Charles Maurras war ein französischer Publizist.


Leben

Maurras propagierte die Wiedereinführung der Monarchie und den Katholizismus als Staatsreligion, wobei er sich von beidem ein weniger zentralistisches, aber ideologisch geeintes, starkes Frankreich erhoffte, das dem aufstrebenden Deutschen Reich wirtschaftlich und militärisch Paroli bieten könne. 1936 wurde Maurras zum Mitglied der Académie francaise gewählt.

Die Politik von Marschall Philippe Petain und seiner "révolution nationale" ging auf die Ideen von Maurras zurück. Nach der Okkupation Frankreichs im Jahre 1944 wure Maurras zu lebenslänglichem Zuchthaus verurteilt. 1951 wurde er krankheitshalber begnadigt und in eine Klinik verlegt, wo er im Jahr darauf starb.
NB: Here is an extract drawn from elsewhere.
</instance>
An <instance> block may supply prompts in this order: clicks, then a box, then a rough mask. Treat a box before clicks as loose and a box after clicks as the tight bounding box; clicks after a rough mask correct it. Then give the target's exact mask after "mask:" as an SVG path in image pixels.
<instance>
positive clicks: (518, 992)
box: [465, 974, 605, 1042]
Kurz vor seinem Tod war er zum Glauben der Kirche zurück gekehrt. In Aix-en-Provence widmet sich ein Zentrum für Maurras-Studien dem Autor und seinem Schaffen.

Positionen

Maurras wendete einen "agnostischen" Neo-Thomismus auf das politische Leben an. Ausgehend von naturrechtlichen Ordnungsvorstellungen bewertete er "Freiheit, Gleichheit und Brüderlichkeit" als Betrug an der Tradition und am Gemeinwohl. Maurras achtete den Katholizismus als einen unabdingbaren Ordnungsfaktor für das Zusammenleben der Völker. Das Papsttum begriff er als spirituelle Wurzel der französischen Nation.